ARABIDOPSIS RESEARCH ROUND-UPARABIDOPSIS RESEARCH ROUND-UP

23rd Apr 2014

This week we have four new papers for you to digest, including new research from the Bruce lab at the University of York, and collaborative work involving the Universities of Glasgow, Cambridge, Aberystwyth and Rothamsted Research.

 

  • Gunning V, Tzafestas K, Sparrow H, Johnston EJ, Brentnall AS, Potts JR, Rylott EL and Bruce NC. Arabidopsis glutathione transferases U24 and U25 exhibit a range of detoxification activities with the environmental pollutant, and explosive, 2,4,6-trinitrotoluene. Plant Physiology, 10 April 2014. DOI: 10.1104/pp.114.237180.

The Bruce lab at the University of York is investigating the possibility that plants may be used for the bioremediation of harmful chemicals from industrial sites. Using Arabidopsis as a model, the group is exploring the metabolic pathways and processes that plants use to degrade the explosive TNT in soil. In this paper, the group presents the importance of two glutathione transferases (GSTs) – GST-U24 and GST-U25. These are upregulated in response to TNT exposure and catalyse the degradation of TNT into less toxic products that may be more likely to naturally biodegrade.

 

  • Larson ER, Domozych DS and Tierney ML. SNARE VTI13 plays a unique role in endosomal trafficking pathways associated with the vacuole and is essential for cell wall organization and root hair growth in Arabidopsis. Annals of Botany, 15 April 2014. DOI: ​10.1093/aob/mcu041.

Emily Larson, a postdoc from the University of Glasgow, was involved in this US-led paper to describe the role of VTI13 in root growth.
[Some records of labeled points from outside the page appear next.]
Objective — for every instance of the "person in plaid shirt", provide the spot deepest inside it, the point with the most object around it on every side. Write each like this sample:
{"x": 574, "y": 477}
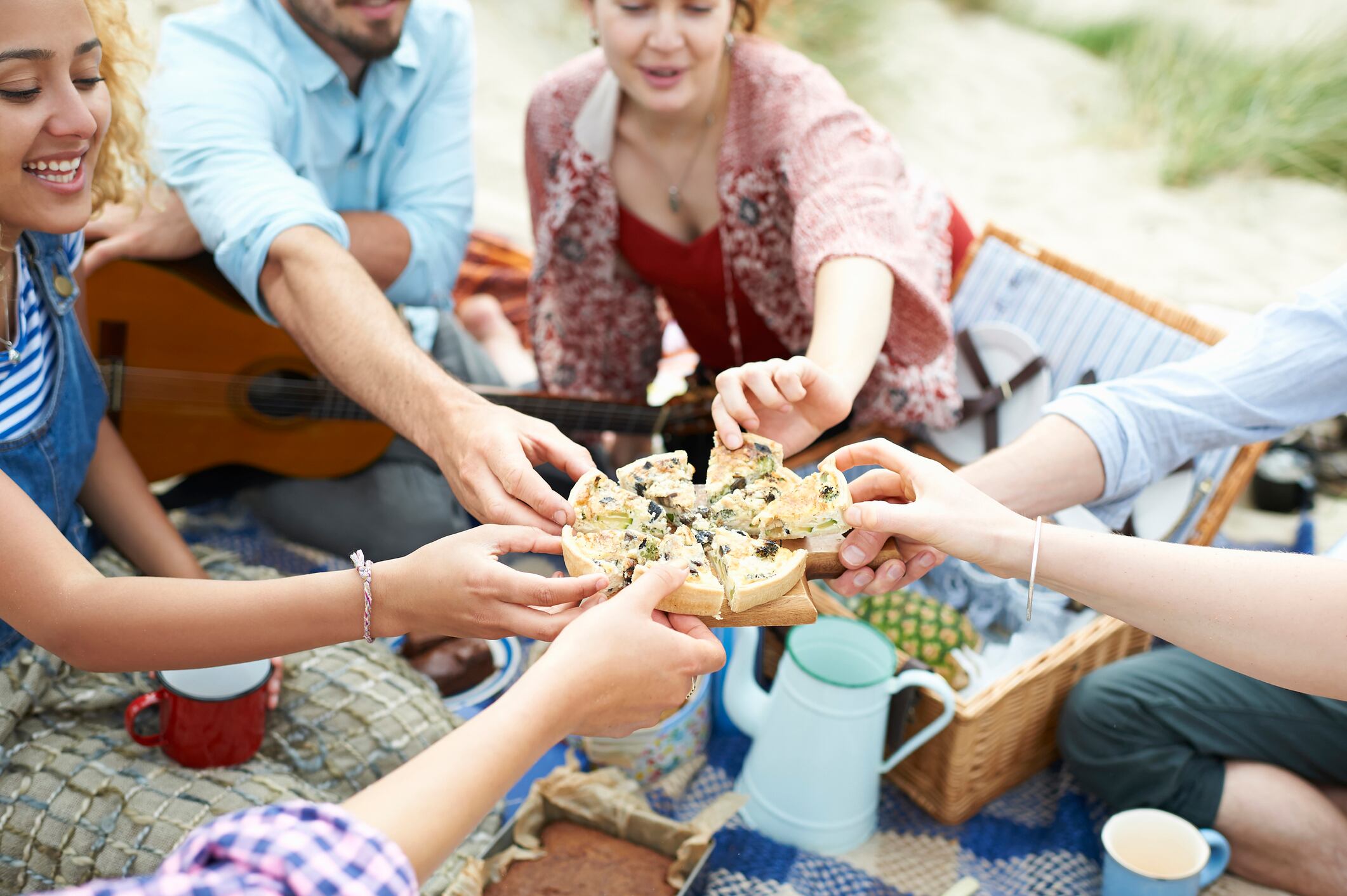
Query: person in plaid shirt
{"x": 401, "y": 829}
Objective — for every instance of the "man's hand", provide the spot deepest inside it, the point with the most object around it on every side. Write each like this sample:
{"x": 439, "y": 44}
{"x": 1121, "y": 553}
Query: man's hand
{"x": 790, "y": 402}
{"x": 625, "y": 664}
{"x": 858, "y": 550}
{"x": 158, "y": 231}
{"x": 489, "y": 460}
{"x": 458, "y": 586}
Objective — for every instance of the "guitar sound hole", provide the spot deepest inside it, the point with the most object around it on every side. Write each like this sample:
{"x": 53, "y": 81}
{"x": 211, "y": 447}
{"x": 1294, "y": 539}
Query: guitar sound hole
{"x": 284, "y": 394}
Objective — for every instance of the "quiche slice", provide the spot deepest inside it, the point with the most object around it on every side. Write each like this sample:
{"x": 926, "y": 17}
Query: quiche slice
{"x": 731, "y": 471}
{"x": 665, "y": 478}
{"x": 813, "y": 507}
{"x": 753, "y": 570}
{"x": 624, "y": 557}
{"x": 614, "y": 553}
{"x": 738, "y": 507}
{"x": 701, "y": 593}
{"x": 602, "y": 504}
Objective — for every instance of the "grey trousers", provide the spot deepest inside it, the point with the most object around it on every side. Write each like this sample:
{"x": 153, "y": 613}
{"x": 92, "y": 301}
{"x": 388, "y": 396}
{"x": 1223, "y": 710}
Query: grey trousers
{"x": 396, "y": 504}
{"x": 1156, "y": 730}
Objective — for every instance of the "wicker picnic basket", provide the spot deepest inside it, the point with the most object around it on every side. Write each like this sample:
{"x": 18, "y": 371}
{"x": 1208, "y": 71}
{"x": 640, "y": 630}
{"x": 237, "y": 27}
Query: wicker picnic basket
{"x": 1008, "y": 732}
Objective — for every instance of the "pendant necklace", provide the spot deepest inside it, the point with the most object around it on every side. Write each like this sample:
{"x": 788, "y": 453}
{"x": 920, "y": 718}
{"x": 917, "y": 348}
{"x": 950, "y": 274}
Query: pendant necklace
{"x": 677, "y": 189}
{"x": 10, "y": 337}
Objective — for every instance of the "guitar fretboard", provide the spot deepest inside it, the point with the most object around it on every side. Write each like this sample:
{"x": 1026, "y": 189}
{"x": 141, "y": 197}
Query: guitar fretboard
{"x": 284, "y": 397}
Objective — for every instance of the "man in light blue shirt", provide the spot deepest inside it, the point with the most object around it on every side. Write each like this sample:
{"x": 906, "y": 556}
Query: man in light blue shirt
{"x": 1168, "y": 729}
{"x": 322, "y": 150}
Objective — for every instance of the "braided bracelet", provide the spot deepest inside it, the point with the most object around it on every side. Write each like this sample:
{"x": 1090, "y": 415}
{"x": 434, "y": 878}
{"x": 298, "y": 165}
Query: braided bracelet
{"x": 1033, "y": 569}
{"x": 366, "y": 569}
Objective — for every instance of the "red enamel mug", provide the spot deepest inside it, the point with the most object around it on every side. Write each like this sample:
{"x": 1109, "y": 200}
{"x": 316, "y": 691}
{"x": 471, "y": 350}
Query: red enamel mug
{"x": 208, "y": 717}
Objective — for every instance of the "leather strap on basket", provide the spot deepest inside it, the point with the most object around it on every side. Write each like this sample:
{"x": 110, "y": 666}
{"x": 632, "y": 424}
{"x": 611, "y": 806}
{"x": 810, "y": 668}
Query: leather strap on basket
{"x": 993, "y": 394}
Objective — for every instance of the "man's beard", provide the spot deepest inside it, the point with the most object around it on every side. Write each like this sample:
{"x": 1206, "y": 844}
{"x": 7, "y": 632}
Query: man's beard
{"x": 318, "y": 16}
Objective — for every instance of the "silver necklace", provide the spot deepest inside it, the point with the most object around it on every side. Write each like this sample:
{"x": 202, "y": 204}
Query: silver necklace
{"x": 677, "y": 189}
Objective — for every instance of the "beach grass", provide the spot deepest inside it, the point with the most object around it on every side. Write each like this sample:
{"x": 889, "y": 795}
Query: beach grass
{"x": 838, "y": 34}
{"x": 1221, "y": 107}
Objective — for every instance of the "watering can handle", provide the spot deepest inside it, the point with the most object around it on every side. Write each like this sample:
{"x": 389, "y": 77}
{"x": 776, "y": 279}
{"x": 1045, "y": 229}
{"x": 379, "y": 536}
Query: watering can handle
{"x": 932, "y": 682}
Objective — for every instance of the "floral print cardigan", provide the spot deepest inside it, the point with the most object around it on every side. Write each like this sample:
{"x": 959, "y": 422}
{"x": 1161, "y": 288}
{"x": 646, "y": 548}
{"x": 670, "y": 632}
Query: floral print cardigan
{"x": 804, "y": 176}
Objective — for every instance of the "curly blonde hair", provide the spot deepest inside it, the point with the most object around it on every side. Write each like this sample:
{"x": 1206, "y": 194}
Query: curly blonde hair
{"x": 123, "y": 170}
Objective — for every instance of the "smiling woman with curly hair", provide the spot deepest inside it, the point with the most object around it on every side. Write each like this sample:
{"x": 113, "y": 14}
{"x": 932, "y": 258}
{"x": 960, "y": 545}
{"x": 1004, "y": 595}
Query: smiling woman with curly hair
{"x": 79, "y": 798}
{"x": 123, "y": 170}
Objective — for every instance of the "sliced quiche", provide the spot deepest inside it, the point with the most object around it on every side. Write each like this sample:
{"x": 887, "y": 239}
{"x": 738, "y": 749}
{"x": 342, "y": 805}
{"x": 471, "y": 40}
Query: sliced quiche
{"x": 665, "y": 478}
{"x": 752, "y": 570}
{"x": 729, "y": 471}
{"x": 740, "y": 507}
{"x": 814, "y": 507}
{"x": 614, "y": 553}
{"x": 602, "y": 504}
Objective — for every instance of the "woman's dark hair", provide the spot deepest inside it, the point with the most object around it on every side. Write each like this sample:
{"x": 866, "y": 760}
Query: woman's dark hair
{"x": 749, "y": 13}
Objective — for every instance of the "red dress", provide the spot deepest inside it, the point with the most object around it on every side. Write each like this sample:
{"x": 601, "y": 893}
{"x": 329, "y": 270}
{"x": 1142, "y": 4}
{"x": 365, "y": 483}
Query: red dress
{"x": 691, "y": 279}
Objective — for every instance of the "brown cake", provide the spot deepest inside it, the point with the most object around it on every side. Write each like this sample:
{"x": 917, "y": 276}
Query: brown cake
{"x": 453, "y": 663}
{"x": 582, "y": 861}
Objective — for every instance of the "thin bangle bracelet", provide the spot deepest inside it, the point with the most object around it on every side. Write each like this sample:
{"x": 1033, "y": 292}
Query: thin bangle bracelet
{"x": 367, "y": 572}
{"x": 1033, "y": 569}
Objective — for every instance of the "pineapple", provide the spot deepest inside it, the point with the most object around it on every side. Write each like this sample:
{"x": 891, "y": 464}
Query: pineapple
{"x": 923, "y": 628}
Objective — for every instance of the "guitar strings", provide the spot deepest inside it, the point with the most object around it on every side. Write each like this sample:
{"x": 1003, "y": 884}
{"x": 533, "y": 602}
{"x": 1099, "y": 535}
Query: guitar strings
{"x": 301, "y": 398}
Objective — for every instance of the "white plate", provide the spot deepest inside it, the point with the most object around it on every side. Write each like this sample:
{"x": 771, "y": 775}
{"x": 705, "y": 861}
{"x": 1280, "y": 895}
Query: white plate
{"x": 1162, "y": 506}
{"x": 1004, "y": 351}
{"x": 1156, "y": 511}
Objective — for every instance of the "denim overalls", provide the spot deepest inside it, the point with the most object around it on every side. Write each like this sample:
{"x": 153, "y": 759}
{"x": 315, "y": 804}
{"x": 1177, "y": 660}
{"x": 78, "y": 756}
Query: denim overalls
{"x": 50, "y": 461}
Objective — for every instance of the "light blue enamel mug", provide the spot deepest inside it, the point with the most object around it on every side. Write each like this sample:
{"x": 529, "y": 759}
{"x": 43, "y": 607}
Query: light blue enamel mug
{"x": 1150, "y": 852}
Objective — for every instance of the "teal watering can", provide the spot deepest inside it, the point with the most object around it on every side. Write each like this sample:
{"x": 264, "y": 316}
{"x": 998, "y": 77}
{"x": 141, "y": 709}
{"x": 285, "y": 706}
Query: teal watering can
{"x": 813, "y": 774}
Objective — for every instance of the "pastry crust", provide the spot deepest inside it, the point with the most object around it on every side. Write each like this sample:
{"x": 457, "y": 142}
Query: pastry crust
{"x": 753, "y": 570}
{"x": 653, "y": 515}
{"x": 623, "y": 557}
{"x": 814, "y": 507}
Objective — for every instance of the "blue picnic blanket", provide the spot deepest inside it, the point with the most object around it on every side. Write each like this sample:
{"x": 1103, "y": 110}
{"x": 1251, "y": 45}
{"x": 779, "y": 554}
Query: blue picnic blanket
{"x": 1042, "y": 837}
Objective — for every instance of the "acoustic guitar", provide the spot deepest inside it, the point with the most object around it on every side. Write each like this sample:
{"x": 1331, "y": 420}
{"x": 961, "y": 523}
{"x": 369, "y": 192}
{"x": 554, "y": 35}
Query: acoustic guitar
{"x": 197, "y": 379}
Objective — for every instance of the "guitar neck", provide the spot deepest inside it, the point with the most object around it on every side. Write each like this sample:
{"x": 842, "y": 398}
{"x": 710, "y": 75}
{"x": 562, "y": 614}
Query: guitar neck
{"x": 294, "y": 397}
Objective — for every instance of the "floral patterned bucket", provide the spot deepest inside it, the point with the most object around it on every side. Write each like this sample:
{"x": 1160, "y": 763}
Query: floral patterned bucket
{"x": 653, "y": 752}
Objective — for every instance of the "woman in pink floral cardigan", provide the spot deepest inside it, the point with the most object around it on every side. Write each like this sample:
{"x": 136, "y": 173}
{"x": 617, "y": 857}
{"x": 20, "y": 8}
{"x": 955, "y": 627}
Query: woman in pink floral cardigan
{"x": 807, "y": 263}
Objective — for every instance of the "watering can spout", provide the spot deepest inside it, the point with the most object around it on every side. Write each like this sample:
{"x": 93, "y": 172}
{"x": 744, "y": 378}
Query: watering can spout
{"x": 745, "y": 701}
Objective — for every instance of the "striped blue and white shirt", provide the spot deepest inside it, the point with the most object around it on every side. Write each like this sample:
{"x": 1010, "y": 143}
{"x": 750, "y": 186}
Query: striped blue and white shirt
{"x": 1285, "y": 367}
{"x": 26, "y": 386}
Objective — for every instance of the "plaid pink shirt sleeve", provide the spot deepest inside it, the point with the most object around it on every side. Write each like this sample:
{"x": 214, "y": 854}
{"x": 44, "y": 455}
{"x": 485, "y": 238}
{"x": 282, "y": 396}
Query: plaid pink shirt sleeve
{"x": 291, "y": 848}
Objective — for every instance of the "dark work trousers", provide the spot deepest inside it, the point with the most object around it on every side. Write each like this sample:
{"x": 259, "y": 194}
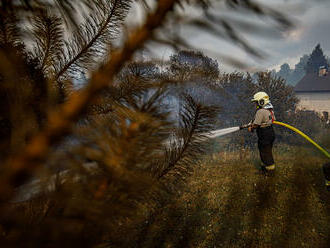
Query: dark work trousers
{"x": 326, "y": 171}
{"x": 266, "y": 137}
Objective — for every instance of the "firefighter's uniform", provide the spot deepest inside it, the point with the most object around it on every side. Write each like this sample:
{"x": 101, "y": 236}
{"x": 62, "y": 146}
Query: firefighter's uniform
{"x": 266, "y": 136}
{"x": 263, "y": 124}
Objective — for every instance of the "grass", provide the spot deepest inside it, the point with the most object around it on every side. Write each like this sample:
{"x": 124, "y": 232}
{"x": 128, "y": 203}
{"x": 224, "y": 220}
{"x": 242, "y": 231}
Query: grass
{"x": 228, "y": 203}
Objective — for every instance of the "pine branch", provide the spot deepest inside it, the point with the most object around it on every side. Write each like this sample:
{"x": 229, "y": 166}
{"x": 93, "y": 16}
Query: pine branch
{"x": 48, "y": 33}
{"x": 93, "y": 38}
{"x": 20, "y": 168}
{"x": 9, "y": 30}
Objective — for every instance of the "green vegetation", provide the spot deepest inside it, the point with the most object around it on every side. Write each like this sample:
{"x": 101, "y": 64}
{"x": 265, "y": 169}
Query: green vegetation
{"x": 228, "y": 203}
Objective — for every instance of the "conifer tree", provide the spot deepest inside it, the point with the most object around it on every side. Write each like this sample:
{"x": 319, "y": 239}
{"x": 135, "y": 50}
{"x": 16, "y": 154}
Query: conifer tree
{"x": 316, "y": 60}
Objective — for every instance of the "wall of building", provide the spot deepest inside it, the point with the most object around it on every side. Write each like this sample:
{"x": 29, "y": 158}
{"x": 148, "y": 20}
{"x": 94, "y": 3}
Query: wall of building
{"x": 316, "y": 101}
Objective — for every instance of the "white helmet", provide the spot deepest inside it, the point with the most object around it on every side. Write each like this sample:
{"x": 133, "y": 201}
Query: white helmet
{"x": 261, "y": 98}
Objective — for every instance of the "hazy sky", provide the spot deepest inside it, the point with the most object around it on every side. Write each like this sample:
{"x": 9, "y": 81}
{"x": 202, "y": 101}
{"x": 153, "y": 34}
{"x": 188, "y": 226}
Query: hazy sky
{"x": 312, "y": 19}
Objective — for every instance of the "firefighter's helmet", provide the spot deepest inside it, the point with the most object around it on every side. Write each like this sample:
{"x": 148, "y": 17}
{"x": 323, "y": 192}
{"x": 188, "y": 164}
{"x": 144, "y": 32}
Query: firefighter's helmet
{"x": 261, "y": 98}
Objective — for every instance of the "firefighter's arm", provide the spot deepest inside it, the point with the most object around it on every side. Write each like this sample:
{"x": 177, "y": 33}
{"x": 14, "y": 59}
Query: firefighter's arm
{"x": 252, "y": 127}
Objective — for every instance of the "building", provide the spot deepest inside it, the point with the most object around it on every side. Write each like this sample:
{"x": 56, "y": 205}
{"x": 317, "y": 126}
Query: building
{"x": 313, "y": 91}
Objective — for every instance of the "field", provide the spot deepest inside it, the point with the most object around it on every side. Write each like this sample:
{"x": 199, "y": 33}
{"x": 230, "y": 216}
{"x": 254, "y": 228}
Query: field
{"x": 227, "y": 202}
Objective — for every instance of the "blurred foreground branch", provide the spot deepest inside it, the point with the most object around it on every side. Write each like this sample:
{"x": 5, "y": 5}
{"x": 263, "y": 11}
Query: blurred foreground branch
{"x": 20, "y": 168}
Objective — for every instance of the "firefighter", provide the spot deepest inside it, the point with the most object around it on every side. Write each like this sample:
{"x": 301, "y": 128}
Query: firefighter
{"x": 326, "y": 171}
{"x": 262, "y": 123}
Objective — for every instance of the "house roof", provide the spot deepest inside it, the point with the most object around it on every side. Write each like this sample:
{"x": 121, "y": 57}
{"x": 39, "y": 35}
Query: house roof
{"x": 313, "y": 83}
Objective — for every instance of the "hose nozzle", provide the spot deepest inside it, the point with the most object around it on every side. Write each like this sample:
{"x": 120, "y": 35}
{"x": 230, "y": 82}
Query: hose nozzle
{"x": 245, "y": 126}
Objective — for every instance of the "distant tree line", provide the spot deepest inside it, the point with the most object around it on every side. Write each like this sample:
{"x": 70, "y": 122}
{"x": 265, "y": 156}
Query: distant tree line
{"x": 308, "y": 63}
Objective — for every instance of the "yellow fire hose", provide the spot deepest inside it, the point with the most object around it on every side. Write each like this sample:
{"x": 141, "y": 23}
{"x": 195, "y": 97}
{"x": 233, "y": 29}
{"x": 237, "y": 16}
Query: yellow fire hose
{"x": 303, "y": 135}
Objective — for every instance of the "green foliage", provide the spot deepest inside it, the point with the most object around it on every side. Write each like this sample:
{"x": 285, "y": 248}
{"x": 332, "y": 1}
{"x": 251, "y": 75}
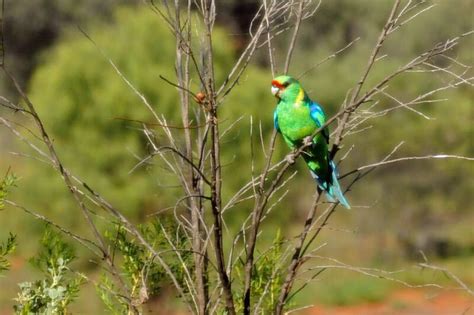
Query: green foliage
{"x": 93, "y": 108}
{"x": 5, "y": 249}
{"x": 145, "y": 276}
{"x": 5, "y": 185}
{"x": 53, "y": 294}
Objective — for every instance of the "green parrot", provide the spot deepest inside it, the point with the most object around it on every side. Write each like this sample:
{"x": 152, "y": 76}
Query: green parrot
{"x": 297, "y": 118}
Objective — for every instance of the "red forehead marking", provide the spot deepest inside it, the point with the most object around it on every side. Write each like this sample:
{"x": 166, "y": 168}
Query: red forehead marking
{"x": 277, "y": 84}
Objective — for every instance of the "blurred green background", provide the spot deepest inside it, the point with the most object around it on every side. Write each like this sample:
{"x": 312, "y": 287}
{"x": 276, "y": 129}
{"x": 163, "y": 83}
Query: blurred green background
{"x": 398, "y": 210}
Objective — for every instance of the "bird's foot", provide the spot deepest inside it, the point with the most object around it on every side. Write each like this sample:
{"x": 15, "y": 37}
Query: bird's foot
{"x": 307, "y": 141}
{"x": 290, "y": 158}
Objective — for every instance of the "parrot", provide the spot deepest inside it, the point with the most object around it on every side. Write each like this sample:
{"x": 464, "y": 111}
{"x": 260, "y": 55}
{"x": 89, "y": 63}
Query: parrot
{"x": 297, "y": 118}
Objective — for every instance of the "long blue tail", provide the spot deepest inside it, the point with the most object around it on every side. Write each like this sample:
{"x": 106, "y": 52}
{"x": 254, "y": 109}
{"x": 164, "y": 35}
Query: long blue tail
{"x": 333, "y": 192}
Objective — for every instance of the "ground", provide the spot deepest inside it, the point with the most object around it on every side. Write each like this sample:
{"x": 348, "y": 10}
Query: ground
{"x": 406, "y": 302}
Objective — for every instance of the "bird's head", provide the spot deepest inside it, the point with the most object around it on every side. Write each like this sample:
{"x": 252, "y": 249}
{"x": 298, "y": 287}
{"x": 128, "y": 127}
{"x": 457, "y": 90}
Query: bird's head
{"x": 285, "y": 87}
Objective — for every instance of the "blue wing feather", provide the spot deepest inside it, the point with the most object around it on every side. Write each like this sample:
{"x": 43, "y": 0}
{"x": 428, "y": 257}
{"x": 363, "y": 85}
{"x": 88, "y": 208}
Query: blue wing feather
{"x": 318, "y": 117}
{"x": 275, "y": 121}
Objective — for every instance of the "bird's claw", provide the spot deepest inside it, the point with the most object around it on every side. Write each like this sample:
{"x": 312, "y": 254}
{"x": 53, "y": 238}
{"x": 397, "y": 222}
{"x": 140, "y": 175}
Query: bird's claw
{"x": 308, "y": 140}
{"x": 290, "y": 158}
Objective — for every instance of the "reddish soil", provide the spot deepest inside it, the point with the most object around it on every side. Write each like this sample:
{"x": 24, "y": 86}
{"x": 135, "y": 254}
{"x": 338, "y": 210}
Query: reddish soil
{"x": 406, "y": 302}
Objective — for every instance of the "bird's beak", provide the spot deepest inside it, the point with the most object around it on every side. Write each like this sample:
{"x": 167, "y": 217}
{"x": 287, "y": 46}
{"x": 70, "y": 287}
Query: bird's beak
{"x": 275, "y": 90}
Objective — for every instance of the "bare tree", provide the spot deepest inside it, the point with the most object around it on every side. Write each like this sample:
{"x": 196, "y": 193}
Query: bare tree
{"x": 210, "y": 286}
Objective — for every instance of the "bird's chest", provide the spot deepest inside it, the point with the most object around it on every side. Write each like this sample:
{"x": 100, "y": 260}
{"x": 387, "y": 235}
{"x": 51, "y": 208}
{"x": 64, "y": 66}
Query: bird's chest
{"x": 295, "y": 121}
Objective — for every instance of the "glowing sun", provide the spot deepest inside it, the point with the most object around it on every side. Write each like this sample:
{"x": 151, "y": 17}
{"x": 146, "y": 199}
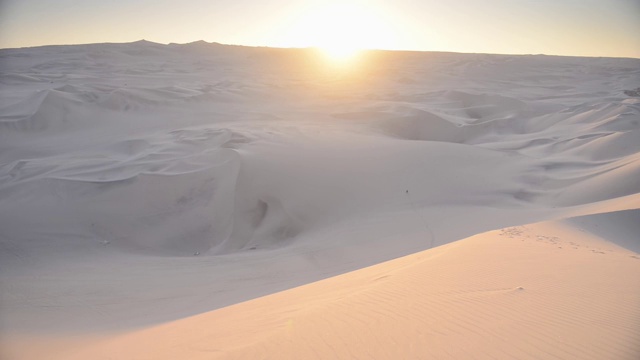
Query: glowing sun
{"x": 341, "y": 30}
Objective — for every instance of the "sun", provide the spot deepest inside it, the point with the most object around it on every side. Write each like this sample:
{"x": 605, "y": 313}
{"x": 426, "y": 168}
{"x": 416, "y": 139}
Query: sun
{"x": 341, "y": 30}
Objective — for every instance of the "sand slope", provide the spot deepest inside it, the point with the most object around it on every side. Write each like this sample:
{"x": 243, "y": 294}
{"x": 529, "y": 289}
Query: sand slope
{"x": 144, "y": 183}
{"x": 546, "y": 290}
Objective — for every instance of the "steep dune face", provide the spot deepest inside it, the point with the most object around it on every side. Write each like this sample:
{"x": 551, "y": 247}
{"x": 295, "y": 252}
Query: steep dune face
{"x": 275, "y": 169}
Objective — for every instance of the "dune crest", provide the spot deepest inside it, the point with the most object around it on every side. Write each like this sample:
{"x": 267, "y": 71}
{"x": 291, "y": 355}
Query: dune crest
{"x": 143, "y": 184}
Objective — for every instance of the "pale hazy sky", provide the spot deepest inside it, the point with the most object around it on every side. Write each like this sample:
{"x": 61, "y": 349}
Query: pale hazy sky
{"x": 561, "y": 27}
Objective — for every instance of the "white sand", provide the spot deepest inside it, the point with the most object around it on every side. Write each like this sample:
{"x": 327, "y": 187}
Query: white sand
{"x": 143, "y": 186}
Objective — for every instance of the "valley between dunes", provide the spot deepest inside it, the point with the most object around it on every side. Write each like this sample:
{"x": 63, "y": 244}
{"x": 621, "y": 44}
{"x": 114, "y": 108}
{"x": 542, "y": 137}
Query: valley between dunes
{"x": 209, "y": 201}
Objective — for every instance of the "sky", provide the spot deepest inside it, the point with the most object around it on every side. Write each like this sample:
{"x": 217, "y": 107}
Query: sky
{"x": 554, "y": 27}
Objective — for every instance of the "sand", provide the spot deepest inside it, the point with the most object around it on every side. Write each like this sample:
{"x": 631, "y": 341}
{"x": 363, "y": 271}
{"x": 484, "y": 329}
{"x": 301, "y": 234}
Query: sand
{"x": 187, "y": 201}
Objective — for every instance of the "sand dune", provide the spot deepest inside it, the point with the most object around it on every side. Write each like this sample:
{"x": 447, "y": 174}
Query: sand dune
{"x": 143, "y": 184}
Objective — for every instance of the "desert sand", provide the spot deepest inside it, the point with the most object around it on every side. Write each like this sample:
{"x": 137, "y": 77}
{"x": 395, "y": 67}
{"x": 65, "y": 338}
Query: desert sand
{"x": 212, "y": 201}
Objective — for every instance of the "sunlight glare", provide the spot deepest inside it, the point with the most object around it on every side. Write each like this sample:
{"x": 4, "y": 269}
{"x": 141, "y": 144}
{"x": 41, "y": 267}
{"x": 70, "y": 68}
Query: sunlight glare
{"x": 341, "y": 30}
VTI13 is a member of the VTI vesicular soluble NSF attachment receptor (SNARE) gene family in Arabidopsis and is thought to be involved with the organization of cell wall material at the growing root hair tip.   

 

  • Sampathkumar A, Krupinski P, Wightman R, Milani P, Berquand A, Boudaoud A, Hamant O, Jönsson H and Meyerowitz EM. Subcellular and supracellular mechanical stress prescribes cytoskeleton behaviour in Arabidopsis cotyledon pavement cells. eLife, 16 April 2014. DOI: 10.7554/eLife.01967. [Open Access]

There are some really lovely images and videos in this open access eLife paper!  In an international collaboration between scientists from the UK (University of Cambridge), US, Sweden, France and Germany, this paper reveals how the shape of Arabidopsis pavement cells is driven by tensile stress placed on microtubules, which in turn leads to reinforcement of the cell walls.

You can read more about this story here: For cells, internal stress leads to unique shapes.

 

  • Scott IM, Ward JL, Miller SJ and Beale MH. Opposite variations in fumarate and malate dominate metabolic phenotypes of Arabidopsis salicylate mutants with abnormal biomass under chilling. Physiologia Plantarum, 16 April 2014. DOI: 10.1111/ppl.12210.

Scientists from Rothamsted Research and Aberystwyth University worked together on this paper to identify the role of salicylic acid (SA) in producing biomass in Arabidopsis. Under cold conditions (5°C), mutants deficient in SA produced more biomass than wild type plants, while those overexpressing SA were stunted in size. NMR analysis revealed that SA-deficient plants were high in fumarate, while malate was prominent in those plants negatively correlated with biomass.